# Simple question about Motion graphs/trajectory

• physics213
In summary, the velocity of a ball thrown up and reaching the height of its trajectory is equal to zero only for an instant. The acceleration of the ball can be calculated using the slope of the velocity graph, which is constant throughout the motion despite the ball rising and falling. This is due to the unbroken line on the graph, representing the constant acceleration of gravity.

#### physics213

Two questions:

1.) When you throw a ball up and it reaches the height of its trajectory, is the velocity equal to zero only for an INSTANT or for LESS THAN A SECOND BUT MORE THAN AN INSTANT? The velocity graph is sloping straight downwards with no breaks.

2.) If you are given a x(t) graph that shows a simple parabolic motion (throw ball up and comes down) and a v(t) graph that is a straight line sloping downwards (starting above the x-axis and ending below the x axis), how would you calculate the acceleration (ball is thrown on another planet)?

Any help is appreciated. Thanks.

Welcome to PF!

Hi physics213! Welcome to PF!
physics213 said:
1.) When you throw a ball up and it reaches the height of its trajectory, is the velocity equal to zero only for an INSTANT or for LESS THAN A SECOND BUT MORE THAN AN INSTANT? The velocity graph is sloping straight downwards with no breaks.

Only an instant (in other words, no time at all).

(Obviously, that's for a ball going straight up. If it's a parabola, then the vertical component is zero for an instant.)
2.) If you are given a x(t) graph that shows a simple parabolic motion (throw ball up and comes down) and a v(t) graph that is a straight line sloping downwards (starting above the x-axis and ending below the x axis), how would you calculate the acceleration (ball is thrown on another planet)?

Hint: what is the definition of acceleration?

tiny-tim said:
Hi physics213! Welcome to PF!

Only an instant (in other words, no time at all).

(Obviously, that's for a ball going straight up. If it's a parabola, then the vertical component is zero for an instant.)

Hint: what is the definition of acceleration?

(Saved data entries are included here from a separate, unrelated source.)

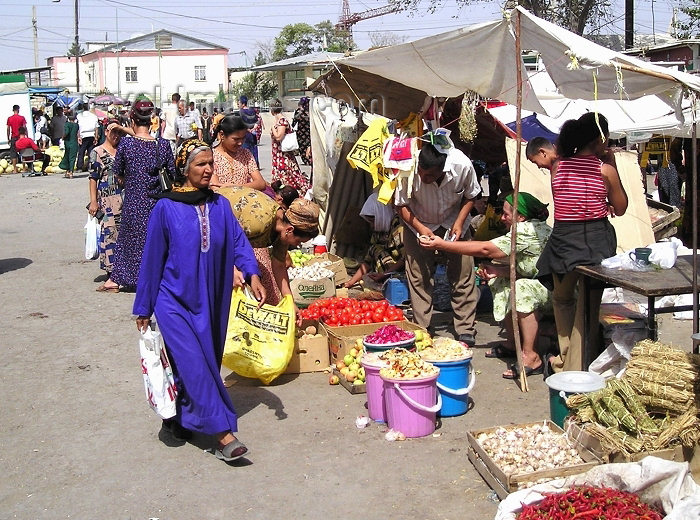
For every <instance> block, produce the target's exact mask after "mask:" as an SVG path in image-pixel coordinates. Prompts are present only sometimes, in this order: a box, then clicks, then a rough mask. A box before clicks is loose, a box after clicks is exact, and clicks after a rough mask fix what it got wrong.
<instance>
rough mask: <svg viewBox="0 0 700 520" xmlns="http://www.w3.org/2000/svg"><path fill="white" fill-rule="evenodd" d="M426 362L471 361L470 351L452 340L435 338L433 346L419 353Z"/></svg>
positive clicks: (467, 347)
mask: <svg viewBox="0 0 700 520" xmlns="http://www.w3.org/2000/svg"><path fill="white" fill-rule="evenodd" d="M420 355H421V357H422V358H423V359H425V360H426V361H456V360H459V359H471V357H472V355H473V354H472V350H471V349H470V348H469V347H467V346H466V345H465V344H464V343H462V342H460V341H457V340H454V339H452V338H435V339H433V344H432V345H430V346H427V347H425V348H424V349H423V350H421V351H420Z"/></svg>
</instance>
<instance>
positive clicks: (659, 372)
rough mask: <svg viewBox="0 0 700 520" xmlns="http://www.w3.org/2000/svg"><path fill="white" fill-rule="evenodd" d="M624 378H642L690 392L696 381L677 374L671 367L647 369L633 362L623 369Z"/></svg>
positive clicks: (651, 381) (650, 380)
mask: <svg viewBox="0 0 700 520" xmlns="http://www.w3.org/2000/svg"><path fill="white" fill-rule="evenodd" d="M630 363H631V362H630ZM624 379H627V380H635V379H639V380H644V381H649V382H651V383H660V384H664V385H667V386H670V387H672V388H675V389H677V390H685V391H690V392H692V391H693V390H694V387H695V385H696V383H694V382H693V380H692V379H690V378H684V377H681V376H679V374H678V372H676V371H675V370H673V369H669V370H659V369H654V370H651V369H647V368H641V367H639V366H635V365H634V364H633V365H632V366H630V364H628V365H627V370H626V371H625V377H624Z"/></svg>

I know the definition of acceleration is the slope of the v(t) graph, but does that definition still hold true for a ball going up and coming down? And that acceleration would be negative right? It just doesn't seem like the acceleration would be constant all the way through.

1)
For simplicity, imagine the object is thrown upwards at a rate of exactly g. After one second, it will "decelerate" by exactly acceleration due to gravity (1sec*g=g.) -- that is, after one second it will come to a complete stop. Now what happens if we wait 1.001 seconds? Obviously it won't be EXACTLY at a stand still. Hence it only stops for an instant.

physics213 said:
I know the definition of acceleration is the slope of the v(t) graph, but does that definition still hold true for a ball going up and coming down? And that acceleration would be negative right?
It just doesn't seem like the acceleration would be constant all the way through.

When the line of the velocity graph is above the x-axis, the ball is rising.

When it is below the x-axis, the ball is falling.

But it's an unbroken line … it goes through the x-axis "without blinking"!

The acceleration, as measured on the line, is the same whether the velocity is positive or negative … which matches the constant acceleration which you know gravity has.

## What are motion graphs?

Motion graphs are visual representations of an object's motion over time. They show the relationship between an object's position, velocity, and acceleration.

## What types of motion graphs are there?

There are three types of motion graphs: position-time graphs, velocity-time graphs, and acceleration-time graphs. Each type shows a different aspect of an object's motion.

## How do you read a motion graph?

In a position-time graph, the object's position is shown on the y-axis and time is shown on the x-axis. The slope of the line represents the object's velocity. In a velocity-time graph, the object's velocity is shown on the y-axis and time is shown on the x-axis. The slope of the line represents the object's acceleration. In an acceleration-time graph, the object's acceleration is shown on the y-axis and time is shown on the x-axis. The area under the line represents the change in velocity.

## What is the difference between distance and displacement in a motion graph?

Distance is the total length traveled by an object, while displacement is the straight-line distance from the starting point to the ending point. In a motion graph, distance is represented by the total area under the line, while displacement is represented by the final position on the y-axis.

## Can you use motion graphs to predict future motion?

Yes, motion graphs can be used to predict an object's future motion based on its current position, velocity, and acceleration. By analyzing the trend of the graph, you can make predictions about how the object will continue to move in the future.